Notre pays s’honorerait à rentrer de plein pied dans le XXIe siècle en appelant les dignes fils de l’Algérie quel que soit leur lieu , à contribuer à une nouvelle vision du futur qui fait émerger graduellement de nouvelles légitimités de rendre un hommage appuyé à toutes ces vraies lumières ces «sans-grade» dans l’échelle actuelle des valeurs, mais qui ont tant fait pour le pays. La réhabilitation de l’école de l’université et des «gardiens du Temple» serait, à n’en point douter, un signe fort d’une nouvelle vision de société qui serait basée sur les critères d’éthique de compétence, et de loyauté , seules ceintures de sécurité qui donneront une visibilité à notre pays dans le concert des nations quand la rente ne sera plus là.
Conclusion
Que dire en définitive devant l’inanité des choses ? koulounasouneounedhaikatou el moute Quand nous comprenons cela, le fait d’être en vie devient alors une joie en soi. La plus belle chose que nous puissions éprouver, c’est le côté mystérieux de la vie. Einstein avait raison d’écrire il n’y a que deux façons de vivre sa vie : l’une en faisant comme si rien n’était un miracle, l’autre en faisant comme si tout était un miracle Voilà une compétence de plus qui s’en va d’une façon anonyme. Pour l’amour de son pays, le professeur Djamel Eddine a comme son frère Zouheir lui-même professeur de cardiologie disparu récemment, fait son devoir celui du grand djihad pour une Algérie du savoir, de la rigueur. Que Dieu leur fasse miséricorde !

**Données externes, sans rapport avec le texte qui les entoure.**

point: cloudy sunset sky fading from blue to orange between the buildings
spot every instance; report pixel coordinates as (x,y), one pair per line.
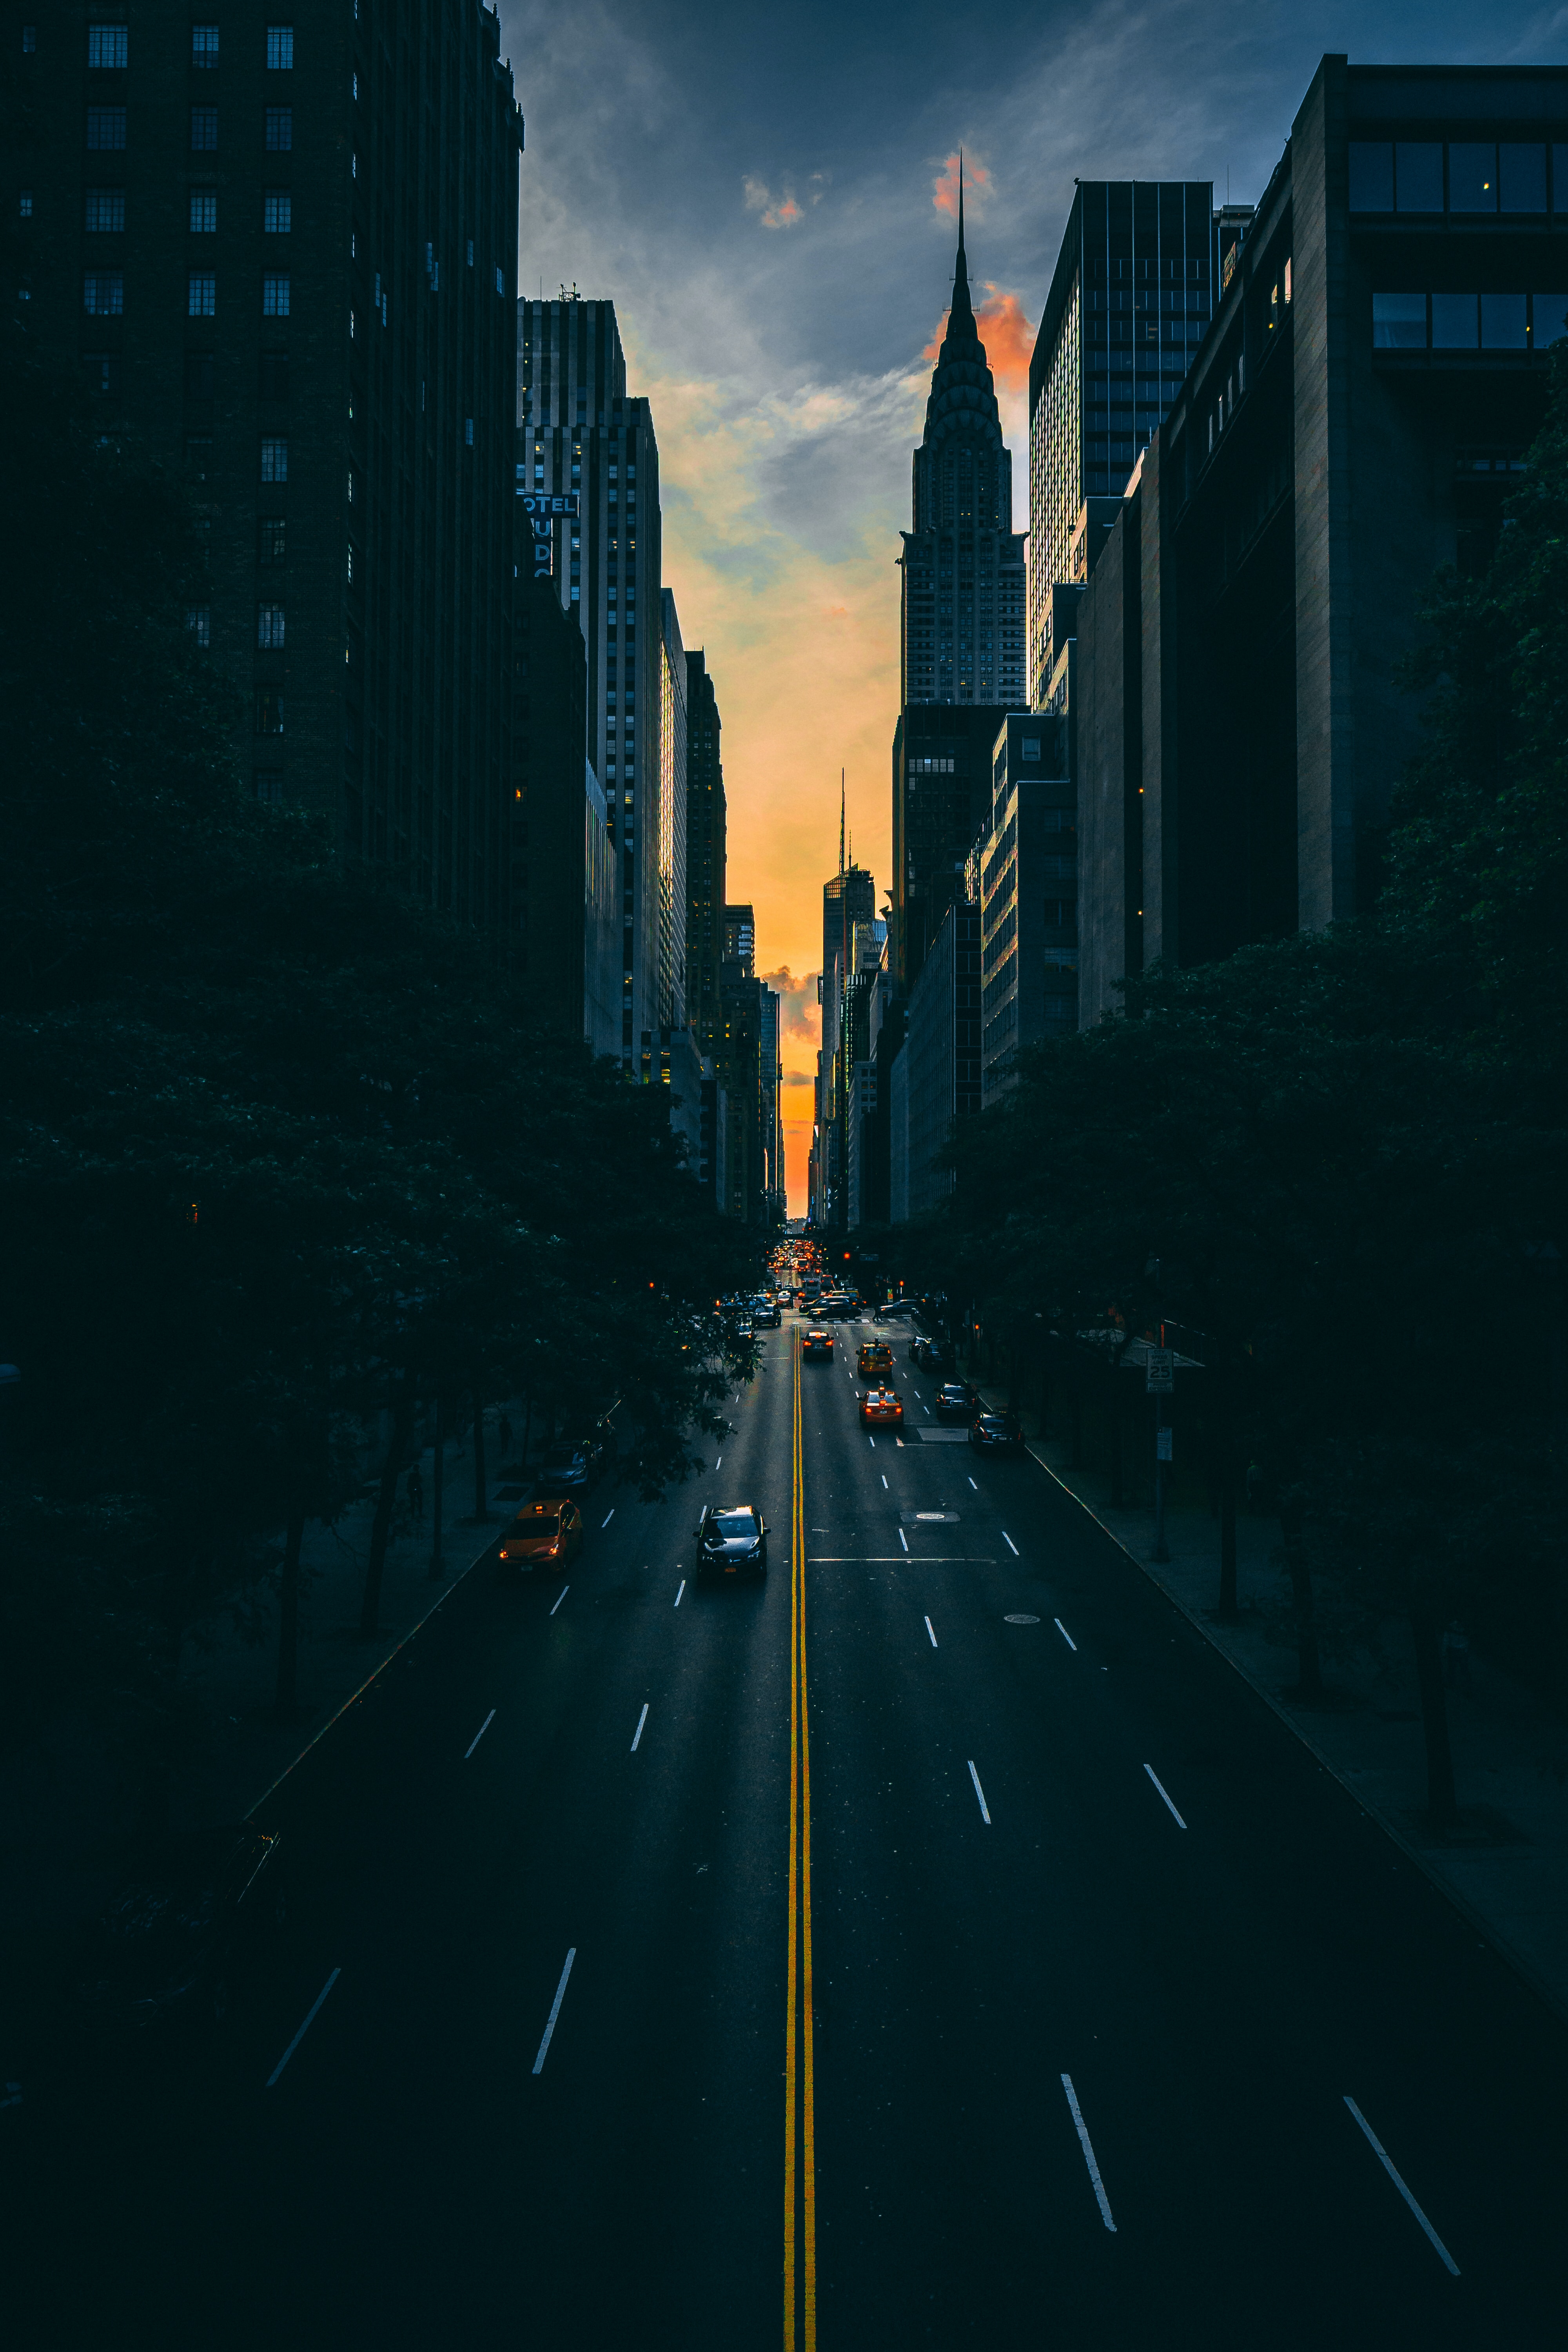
(768,196)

Ces vers de Victor Hugo tirés des Misérables, me paraissent indiqués quand pour décrire la traversée de la vie du professeur Djamel Eddine Chitour et de tant d’autres « illustres » dans l’échelle universelle des valeurs mais encore anonymes dans ce pays à qui ils ont tout donné : « Il dort. Quoique le sort fût pour lui bien étrange, il vivait. Il mourut quand il n’eut plus son ange ; la chose simplement d’elle-même arriva, comme la nuit se fait lorsque le jour s’en va ».
Professeur Chems Eddine Chitour
Ecole Polytechnique Alger
Notes :
1.Vidéo de la soutenance de thèse en 1983 https://youtu.be/orKnXUf791c
2.https://neurophysiologie.wordpress.com/2019/10/31/prof-djamel-chitour-activites-de-recherche/https://neurophysiologie.wordpress.com/2019/10/21/23/
3.Vidéo montrant le professeur Djamel Eddine dans son laboratoire
https://www.youtube.com/watch?v=_sDvRAtkfDI
4. Chems Eddine Chitour. Extrait de l’hommage au professeur Aoudjhane.